On popular demand a separate category for coffee 

This will become the shortlist for the final vote for the Top eliquid 2014.

Here every member will get the opportunity to name up to 3 eliquids in one posting.
*The posting can be edited until the final date (please no double post to keep this tidy!)*.

After that date the 10 most named juices will enter a poll to finally decide which one is the most liked ejuice in SA.

If you cannot classify a juice directly to a category, i.e. Whirling Dervish is a tobacco custard vape, and would classify for either Dessert or Tobacco....you can decide which flavour is more dominant. At the time when juices get counted for the final poll there will be only one category for a "mixed flavour" juice....where it received most nominations.

The final day for the shortlist will be 30.11.2014!

Go for it!


----------



## ShaneW (24/10/14)

VM Dean

Reactions: Agree 1


----------



## Silver (24/10/14)

1) Vape King Coffee
2) Vapour Mountain Coffee
3) Vapour Mountain Legends Dean

I am putting both 1) and 2) because when mixed (75% VK), they make the best coffee vape for me so far.

Reactions: Like 1


----------



## rogue zombie (24/10/14)

Vape King Coffee

Reactions: Like 1


----------



## Marzuq (24/10/14)

vape craving - daydream


----------



## Tom (9/11/14)

after the success of posting in the SA Fruit category.... 
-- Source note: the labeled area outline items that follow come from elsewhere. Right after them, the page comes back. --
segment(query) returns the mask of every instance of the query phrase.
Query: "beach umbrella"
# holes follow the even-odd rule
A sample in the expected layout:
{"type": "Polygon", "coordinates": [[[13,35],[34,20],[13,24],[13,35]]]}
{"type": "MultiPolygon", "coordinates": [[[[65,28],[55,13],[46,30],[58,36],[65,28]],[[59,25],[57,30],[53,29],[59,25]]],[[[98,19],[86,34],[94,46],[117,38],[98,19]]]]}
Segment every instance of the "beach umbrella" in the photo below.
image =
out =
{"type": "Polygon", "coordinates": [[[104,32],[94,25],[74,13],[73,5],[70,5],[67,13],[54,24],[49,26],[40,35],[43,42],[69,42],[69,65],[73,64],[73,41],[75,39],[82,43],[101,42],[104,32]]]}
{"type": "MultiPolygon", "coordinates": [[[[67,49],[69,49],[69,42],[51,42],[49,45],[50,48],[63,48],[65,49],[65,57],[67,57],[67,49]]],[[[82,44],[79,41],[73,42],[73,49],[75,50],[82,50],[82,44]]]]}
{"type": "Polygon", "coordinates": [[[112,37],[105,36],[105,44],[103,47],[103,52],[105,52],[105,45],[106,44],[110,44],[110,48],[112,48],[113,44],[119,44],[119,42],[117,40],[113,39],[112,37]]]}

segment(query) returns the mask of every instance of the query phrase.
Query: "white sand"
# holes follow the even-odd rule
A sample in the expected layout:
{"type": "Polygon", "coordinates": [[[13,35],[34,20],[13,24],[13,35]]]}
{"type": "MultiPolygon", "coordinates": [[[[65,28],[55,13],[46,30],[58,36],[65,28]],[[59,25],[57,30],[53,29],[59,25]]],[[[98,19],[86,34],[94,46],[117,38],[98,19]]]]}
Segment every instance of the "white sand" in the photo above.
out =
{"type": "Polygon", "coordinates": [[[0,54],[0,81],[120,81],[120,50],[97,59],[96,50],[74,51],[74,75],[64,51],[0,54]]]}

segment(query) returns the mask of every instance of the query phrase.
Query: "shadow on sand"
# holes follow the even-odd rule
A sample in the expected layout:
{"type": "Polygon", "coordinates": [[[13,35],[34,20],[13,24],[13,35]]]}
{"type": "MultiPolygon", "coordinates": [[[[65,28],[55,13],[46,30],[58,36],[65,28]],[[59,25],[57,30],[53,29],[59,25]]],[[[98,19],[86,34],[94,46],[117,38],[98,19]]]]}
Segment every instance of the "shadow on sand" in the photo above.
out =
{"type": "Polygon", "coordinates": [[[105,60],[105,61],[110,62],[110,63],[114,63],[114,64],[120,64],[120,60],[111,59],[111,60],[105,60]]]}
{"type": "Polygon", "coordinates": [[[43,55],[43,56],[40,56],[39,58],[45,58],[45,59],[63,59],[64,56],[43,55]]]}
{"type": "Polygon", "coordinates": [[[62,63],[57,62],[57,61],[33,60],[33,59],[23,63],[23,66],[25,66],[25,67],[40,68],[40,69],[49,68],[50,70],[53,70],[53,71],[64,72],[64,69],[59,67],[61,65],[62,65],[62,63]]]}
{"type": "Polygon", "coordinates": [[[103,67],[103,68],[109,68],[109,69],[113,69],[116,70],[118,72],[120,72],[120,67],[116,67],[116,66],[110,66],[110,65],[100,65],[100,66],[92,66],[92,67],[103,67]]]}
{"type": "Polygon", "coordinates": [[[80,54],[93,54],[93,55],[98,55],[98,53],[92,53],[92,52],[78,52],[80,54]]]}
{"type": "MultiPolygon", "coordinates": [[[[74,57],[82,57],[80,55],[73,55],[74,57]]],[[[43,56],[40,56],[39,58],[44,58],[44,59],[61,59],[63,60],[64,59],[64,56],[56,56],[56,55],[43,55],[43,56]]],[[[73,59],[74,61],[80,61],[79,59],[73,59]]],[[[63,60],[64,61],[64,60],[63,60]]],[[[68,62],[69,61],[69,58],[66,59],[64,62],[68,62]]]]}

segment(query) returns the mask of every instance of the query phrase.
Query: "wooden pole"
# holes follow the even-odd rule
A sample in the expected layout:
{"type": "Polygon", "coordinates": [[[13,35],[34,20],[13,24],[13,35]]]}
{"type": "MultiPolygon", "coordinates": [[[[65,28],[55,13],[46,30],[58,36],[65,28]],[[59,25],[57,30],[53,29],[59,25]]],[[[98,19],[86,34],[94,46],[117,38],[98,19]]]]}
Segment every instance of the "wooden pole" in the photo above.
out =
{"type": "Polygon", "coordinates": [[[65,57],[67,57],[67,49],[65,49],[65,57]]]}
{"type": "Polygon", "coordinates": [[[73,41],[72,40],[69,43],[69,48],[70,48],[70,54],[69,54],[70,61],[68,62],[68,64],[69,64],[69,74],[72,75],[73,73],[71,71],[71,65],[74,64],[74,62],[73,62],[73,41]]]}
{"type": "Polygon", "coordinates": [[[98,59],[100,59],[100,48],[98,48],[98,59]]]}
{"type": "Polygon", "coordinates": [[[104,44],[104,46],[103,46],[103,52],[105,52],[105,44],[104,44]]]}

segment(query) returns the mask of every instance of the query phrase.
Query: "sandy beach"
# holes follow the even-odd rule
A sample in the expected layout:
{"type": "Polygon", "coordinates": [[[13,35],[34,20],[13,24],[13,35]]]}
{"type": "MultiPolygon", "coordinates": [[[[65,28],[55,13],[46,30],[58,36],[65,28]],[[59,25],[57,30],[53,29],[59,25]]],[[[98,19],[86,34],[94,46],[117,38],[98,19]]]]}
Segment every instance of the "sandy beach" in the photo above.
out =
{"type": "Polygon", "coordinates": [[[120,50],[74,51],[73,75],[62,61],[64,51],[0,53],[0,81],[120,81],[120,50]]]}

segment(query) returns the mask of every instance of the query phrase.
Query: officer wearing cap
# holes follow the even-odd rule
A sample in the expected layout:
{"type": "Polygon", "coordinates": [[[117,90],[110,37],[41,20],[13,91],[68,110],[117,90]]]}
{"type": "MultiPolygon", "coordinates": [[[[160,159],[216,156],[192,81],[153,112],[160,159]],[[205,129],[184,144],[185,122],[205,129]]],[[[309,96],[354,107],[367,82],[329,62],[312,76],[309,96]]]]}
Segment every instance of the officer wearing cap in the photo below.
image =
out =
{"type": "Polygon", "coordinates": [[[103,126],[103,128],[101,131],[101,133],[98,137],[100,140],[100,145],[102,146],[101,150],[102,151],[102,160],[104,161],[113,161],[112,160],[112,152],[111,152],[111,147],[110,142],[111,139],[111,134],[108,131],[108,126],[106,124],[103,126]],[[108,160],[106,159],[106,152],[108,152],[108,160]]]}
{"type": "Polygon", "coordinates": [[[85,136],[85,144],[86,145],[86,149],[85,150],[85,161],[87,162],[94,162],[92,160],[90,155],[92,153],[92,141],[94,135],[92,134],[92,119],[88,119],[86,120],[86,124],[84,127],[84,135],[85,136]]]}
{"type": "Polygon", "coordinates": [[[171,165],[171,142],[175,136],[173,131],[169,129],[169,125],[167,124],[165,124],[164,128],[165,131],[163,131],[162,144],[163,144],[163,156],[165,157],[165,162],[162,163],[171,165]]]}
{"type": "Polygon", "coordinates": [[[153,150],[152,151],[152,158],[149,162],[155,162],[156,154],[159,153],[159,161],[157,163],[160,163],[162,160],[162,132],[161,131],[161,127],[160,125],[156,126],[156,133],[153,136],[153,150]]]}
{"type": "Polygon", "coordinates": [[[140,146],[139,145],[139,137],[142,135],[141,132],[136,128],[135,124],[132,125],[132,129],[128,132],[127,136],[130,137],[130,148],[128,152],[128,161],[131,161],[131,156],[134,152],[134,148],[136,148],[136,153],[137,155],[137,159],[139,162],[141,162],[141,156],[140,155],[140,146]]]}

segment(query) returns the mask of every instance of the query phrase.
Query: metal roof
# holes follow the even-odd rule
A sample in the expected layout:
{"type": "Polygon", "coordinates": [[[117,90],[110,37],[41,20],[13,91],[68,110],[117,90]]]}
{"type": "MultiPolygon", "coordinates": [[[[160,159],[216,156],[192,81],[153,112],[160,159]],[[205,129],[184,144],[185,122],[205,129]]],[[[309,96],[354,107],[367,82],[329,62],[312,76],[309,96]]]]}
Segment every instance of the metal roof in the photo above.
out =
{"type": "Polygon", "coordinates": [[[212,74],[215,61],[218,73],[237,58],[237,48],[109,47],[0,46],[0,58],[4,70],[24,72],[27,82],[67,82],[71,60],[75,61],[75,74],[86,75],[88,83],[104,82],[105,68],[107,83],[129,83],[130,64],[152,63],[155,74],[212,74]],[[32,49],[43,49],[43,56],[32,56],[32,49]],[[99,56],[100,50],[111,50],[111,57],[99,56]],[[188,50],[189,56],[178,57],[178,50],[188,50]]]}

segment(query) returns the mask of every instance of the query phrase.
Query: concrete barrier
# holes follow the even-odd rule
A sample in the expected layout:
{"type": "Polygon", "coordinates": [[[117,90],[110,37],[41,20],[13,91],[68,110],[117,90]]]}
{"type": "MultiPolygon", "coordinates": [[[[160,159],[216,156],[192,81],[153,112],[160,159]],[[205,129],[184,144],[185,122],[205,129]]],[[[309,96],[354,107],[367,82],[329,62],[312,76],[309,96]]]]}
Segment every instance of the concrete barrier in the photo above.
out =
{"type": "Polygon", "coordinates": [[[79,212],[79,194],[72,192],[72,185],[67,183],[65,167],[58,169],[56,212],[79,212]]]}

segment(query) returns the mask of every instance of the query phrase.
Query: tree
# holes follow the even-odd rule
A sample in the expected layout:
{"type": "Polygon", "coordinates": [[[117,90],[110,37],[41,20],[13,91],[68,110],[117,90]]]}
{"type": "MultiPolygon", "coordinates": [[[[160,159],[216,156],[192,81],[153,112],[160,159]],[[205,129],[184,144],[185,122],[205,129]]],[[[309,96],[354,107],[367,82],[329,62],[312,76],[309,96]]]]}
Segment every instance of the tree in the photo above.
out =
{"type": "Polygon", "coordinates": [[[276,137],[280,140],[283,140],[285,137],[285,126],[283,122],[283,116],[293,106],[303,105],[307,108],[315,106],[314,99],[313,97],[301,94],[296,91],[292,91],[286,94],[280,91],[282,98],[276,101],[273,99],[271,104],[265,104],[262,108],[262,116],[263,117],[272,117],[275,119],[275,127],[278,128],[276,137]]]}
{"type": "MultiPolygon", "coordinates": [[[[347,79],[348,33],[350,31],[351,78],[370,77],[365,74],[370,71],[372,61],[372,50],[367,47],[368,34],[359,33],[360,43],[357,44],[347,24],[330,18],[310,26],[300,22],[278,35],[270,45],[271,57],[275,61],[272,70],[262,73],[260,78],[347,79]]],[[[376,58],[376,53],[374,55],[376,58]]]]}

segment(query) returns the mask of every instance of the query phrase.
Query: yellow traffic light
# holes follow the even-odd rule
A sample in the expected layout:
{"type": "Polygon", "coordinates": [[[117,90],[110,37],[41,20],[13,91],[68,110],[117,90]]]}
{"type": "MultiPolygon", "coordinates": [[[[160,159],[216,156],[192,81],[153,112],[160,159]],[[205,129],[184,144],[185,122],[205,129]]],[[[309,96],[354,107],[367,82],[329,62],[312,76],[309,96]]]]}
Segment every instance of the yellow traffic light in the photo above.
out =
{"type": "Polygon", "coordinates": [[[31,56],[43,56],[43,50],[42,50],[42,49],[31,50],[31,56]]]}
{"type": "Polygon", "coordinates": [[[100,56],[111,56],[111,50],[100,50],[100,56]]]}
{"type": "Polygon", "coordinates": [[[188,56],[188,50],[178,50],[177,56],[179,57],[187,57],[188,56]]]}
@Silver made a call there and within a day there were quite a few more entries. So, I would like to quote Silver in the other threads as well, here it goes:

"*Dear forum members, if you have not done so already, please get your top 3 nominations in*
Even if you only have one juice or two to nominate - you dont need 3

There are 10 categories in total. 5 flavour profiles for Local and 5 for International
Find the relevant thread and post your nominations

You can find all the relevant threads here:
http://www.ecigssa.co.za/forums/top_liquid/

 *Please support this. It will be SA's first Top E-Liquid Survey!*"


----------



## Mike_E (11/11/14)

Vapemob - Frappachino


----------



## johan (12/11/14)

1. VM - Coffee


----------



## Pravs (20/11/14)

Vapour Mountain - Coffee


----------



## Derek (20/11/14)

Vapeking - Coffee


----------